## Final Project Day 1: K Nearest Neighbors Model for the Product Safety Dataset

For the final project, build a K Nearest Neighbors model to predict the __human_tag__ field of the dataset. You will submit your predictions to the Leaderboard competition here: https://leaderboard.corp.amazon.com/tasks/352

Use the notebooks from the class and implement the model, train and test with the corresponding datasets. You will use a __classifier__. We are using F1 score to rank submissions. Sklearn provides the [__f1_score():__](https://scikit-learn.org/stable/modules/generated/sklearn.metrics.f1_score.html) function if you want to see how your model works on your training or validation set.

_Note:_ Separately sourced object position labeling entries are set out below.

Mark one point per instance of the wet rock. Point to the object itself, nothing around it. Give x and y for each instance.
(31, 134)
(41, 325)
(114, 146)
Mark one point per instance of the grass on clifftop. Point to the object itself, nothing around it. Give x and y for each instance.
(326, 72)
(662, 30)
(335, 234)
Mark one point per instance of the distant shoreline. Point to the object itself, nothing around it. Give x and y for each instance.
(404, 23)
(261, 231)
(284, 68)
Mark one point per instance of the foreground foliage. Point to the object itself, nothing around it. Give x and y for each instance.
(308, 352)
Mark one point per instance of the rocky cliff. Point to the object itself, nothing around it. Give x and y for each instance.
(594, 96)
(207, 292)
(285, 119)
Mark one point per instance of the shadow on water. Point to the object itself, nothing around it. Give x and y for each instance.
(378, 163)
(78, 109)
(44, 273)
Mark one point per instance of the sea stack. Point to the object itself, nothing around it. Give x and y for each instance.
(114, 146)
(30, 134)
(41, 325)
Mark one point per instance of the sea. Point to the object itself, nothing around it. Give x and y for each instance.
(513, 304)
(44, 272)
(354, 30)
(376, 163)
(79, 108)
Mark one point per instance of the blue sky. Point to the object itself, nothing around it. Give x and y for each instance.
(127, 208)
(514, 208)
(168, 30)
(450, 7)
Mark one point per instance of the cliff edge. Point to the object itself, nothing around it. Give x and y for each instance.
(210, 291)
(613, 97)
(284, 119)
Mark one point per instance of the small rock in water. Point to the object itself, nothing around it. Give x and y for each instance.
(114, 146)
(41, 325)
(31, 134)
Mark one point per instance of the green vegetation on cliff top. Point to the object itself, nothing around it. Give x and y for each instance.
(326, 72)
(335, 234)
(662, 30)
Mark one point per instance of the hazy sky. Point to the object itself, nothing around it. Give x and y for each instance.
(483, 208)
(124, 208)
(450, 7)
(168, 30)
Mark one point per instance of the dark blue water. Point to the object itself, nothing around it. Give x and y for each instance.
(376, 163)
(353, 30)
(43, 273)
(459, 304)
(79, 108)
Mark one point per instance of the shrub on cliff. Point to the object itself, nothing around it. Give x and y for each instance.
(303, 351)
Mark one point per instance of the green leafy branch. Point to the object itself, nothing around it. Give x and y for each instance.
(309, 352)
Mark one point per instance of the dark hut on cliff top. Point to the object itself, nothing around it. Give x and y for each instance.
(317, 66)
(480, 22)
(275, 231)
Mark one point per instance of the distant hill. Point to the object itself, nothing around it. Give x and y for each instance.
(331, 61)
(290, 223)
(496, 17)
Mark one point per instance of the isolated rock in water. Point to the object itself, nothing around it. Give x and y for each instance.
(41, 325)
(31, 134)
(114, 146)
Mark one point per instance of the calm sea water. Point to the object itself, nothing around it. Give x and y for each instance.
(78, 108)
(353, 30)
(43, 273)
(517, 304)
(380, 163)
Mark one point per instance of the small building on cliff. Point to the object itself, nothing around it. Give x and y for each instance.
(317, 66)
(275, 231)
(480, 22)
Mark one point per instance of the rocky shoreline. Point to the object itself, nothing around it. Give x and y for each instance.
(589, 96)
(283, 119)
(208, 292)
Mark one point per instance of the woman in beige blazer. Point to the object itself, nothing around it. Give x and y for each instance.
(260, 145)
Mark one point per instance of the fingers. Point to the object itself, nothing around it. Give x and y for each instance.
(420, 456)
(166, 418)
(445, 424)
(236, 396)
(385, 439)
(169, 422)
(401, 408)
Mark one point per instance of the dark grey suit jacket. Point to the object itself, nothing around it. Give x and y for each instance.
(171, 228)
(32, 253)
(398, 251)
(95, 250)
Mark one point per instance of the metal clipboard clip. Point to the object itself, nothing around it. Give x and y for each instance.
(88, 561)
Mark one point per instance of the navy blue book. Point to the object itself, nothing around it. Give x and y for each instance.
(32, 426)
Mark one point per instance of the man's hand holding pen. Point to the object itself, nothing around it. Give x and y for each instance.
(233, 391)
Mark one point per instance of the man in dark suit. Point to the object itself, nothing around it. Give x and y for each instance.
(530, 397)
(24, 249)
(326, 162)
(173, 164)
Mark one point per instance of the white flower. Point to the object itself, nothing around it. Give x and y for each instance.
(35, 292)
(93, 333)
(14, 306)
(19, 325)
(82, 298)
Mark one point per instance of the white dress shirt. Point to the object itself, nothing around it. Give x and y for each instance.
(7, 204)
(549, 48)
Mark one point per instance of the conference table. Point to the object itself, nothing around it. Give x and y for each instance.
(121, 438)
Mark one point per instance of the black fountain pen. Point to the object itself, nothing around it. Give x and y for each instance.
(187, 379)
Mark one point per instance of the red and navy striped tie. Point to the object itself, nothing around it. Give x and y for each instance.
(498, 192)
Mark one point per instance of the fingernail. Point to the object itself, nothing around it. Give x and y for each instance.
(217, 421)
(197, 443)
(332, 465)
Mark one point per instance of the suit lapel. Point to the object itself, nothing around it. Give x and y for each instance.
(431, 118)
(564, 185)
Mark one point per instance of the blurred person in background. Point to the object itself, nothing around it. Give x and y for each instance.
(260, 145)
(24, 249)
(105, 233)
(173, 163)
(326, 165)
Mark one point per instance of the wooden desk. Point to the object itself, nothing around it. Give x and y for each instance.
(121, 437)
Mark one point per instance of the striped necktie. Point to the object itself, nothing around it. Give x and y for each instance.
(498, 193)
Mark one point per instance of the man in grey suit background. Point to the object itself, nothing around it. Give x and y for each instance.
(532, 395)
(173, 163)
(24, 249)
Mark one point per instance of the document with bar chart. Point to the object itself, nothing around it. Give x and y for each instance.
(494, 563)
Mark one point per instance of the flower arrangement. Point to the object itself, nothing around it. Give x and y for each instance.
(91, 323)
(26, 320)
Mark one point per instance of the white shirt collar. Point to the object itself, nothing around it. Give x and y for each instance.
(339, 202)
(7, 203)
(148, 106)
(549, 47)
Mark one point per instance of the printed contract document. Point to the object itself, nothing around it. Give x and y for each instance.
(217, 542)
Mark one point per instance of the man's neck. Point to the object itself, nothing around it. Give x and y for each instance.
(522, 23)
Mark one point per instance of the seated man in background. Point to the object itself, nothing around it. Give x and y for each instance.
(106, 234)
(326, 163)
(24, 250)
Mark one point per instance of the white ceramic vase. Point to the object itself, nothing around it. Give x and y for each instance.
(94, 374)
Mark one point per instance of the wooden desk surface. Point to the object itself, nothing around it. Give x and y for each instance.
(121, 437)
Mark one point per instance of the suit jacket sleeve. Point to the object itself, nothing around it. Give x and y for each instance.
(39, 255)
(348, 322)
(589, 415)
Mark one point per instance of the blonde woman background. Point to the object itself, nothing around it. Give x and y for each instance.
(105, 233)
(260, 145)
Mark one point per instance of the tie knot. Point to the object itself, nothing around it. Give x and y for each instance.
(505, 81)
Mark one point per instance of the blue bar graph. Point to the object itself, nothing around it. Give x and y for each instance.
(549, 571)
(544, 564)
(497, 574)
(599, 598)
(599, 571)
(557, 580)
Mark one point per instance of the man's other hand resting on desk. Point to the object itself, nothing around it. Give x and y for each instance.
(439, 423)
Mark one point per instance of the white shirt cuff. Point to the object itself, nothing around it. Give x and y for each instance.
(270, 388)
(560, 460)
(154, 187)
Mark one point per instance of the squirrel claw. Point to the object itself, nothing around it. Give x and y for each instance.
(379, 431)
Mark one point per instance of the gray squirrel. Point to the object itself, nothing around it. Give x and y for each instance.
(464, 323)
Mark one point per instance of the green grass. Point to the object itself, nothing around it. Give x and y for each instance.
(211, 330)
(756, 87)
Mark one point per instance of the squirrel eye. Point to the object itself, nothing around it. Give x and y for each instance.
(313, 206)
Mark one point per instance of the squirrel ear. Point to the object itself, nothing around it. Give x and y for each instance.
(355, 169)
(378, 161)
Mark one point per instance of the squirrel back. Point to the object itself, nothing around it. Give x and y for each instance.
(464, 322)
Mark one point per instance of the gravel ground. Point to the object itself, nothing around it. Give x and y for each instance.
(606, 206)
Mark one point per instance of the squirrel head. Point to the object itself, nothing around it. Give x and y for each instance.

You can follow these steps:
1. Read training-test data (Given)
2. Train a KNN classifier (Implement)
3. Make predictions on your test dataset (Implement)
4. Write your test predictions to a CSV file (Given)

__You can use the KNN Classifier from here: https://scikit-learn.org/stable/modules/generated/sklearn.neighbors.KNeighborsClassifier.html__

## 1. Reading the dataset

We will use the __pandas__ library to read our dataset. Let's first run the following credential cell and then download the files.

#### __Training data:__

In [1]:
# import the datasets
import boto3
import os
from os import path
import pandas as pd

bucketname = 'mlu-courses-datalake' # replace with your bucket name
filename1 = 'MLA-NLP/data/final_project/test.csv' # replace with your object key
filename2 = 'MLA-NLP/data/final_project/test.csv' # replace with your object key
pathname = '../../data/final_project'
s3 = boto3.resource('s3')
if not path.exists("../../data/final_project"):
    try:
        os.makedirs(pathname)
    except OSError:
        print ("Creation of the directory %s failed" % path)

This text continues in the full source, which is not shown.